M UITOS DOS meus leitores não gostaram do meu último artigo. Alguns discordaram mansamente. Outros, com ira. Disseram que eu escrevia movido por preconceitos protestantes. Nada mais distante da verdade. Rompi com o protestantismo oficial há mais de 30 anos.
No dia 15 de setembro de 1971, dia do meu aniversário, escrevi minha carta demissória, por duas razões: a intolerância da igreja para com aqueles que pensavam pensamentos diferentes e, em segundo lugar, o fato de que a denominação a que eu pertencia ter apoiado o golpe militar de 1964.
Do protestantismo foi-se tudo. Sobrou aquilo a que Paul Tillich deu o nome de "espírito protestante": o amor à liberdade de ser e de pensar, o respeito à consciência individual e a crença de que os homens se relacionam com Deus pessoalmente, sem a mediação de instituições religiosas.
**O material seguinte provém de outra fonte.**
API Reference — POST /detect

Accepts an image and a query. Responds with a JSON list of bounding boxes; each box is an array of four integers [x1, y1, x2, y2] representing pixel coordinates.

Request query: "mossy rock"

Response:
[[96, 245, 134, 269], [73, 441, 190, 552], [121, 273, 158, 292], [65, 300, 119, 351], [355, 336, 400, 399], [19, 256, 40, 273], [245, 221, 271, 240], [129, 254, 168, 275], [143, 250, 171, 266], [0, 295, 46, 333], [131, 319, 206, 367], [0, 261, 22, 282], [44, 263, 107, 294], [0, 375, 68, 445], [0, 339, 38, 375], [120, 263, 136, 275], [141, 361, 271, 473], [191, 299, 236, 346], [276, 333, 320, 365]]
Fui dos primeiros protestantes a participar de encontros ecumênicos com os católicos, isso em 1957, muito antes do Concílio do Vaticano. Ainda seminarista saíamos ao cair da noite -um grupinho de cinco estudantes- rumo ao convento dos dominicanos, na rua Caiubi, liderados por um missionário norte-americano, Richard Shaull.
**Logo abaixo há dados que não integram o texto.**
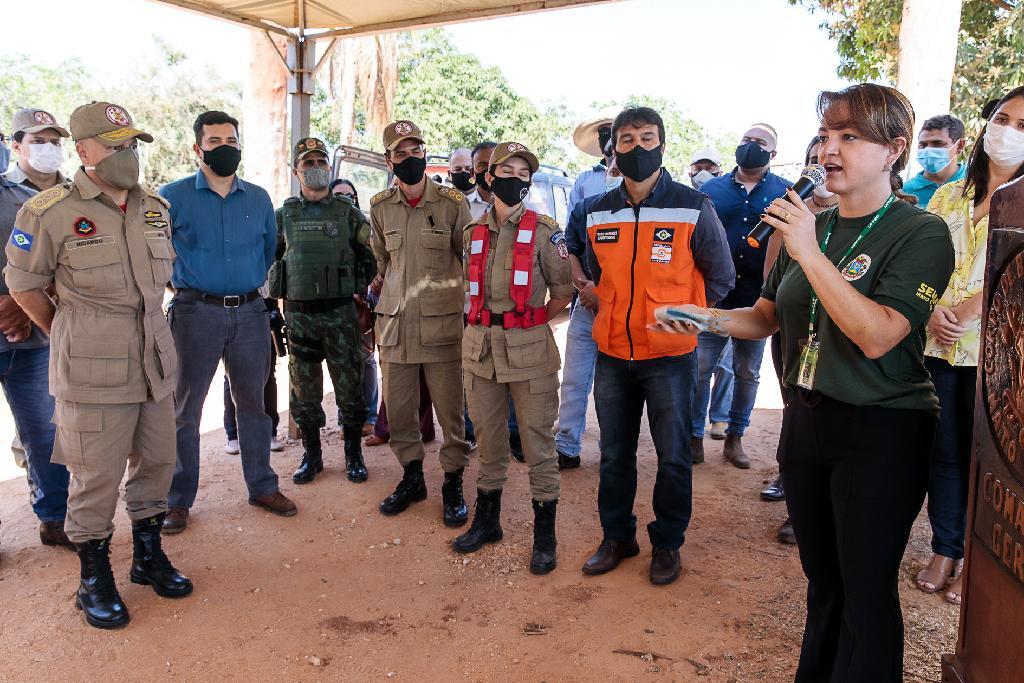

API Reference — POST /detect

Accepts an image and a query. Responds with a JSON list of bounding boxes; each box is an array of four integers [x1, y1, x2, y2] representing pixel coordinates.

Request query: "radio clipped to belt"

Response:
[[469, 210, 548, 330]]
Secretamente. Se fôssemos descobertos seríamos expulsos. Nessas reuniões tive, pela primeira vez, a experiência de um diálogo com os católicos.
Desde então o círculo dos católicos que admiro e respeito só tem crescido. Alceu de Amoroso Lima, D. Pedro de Casaldáliga, Leonardo Boff, Ivone Gebara, Carlos Rodrigues Brandão. Esses fazem parte da minha "igreja invisível" e sei que participariam comigo da eucaristia.
Quando escrevi meu último artigo eu me encontrava sob o impacto, mistura de incredulidade e indignação, de uma notícia que me chegara.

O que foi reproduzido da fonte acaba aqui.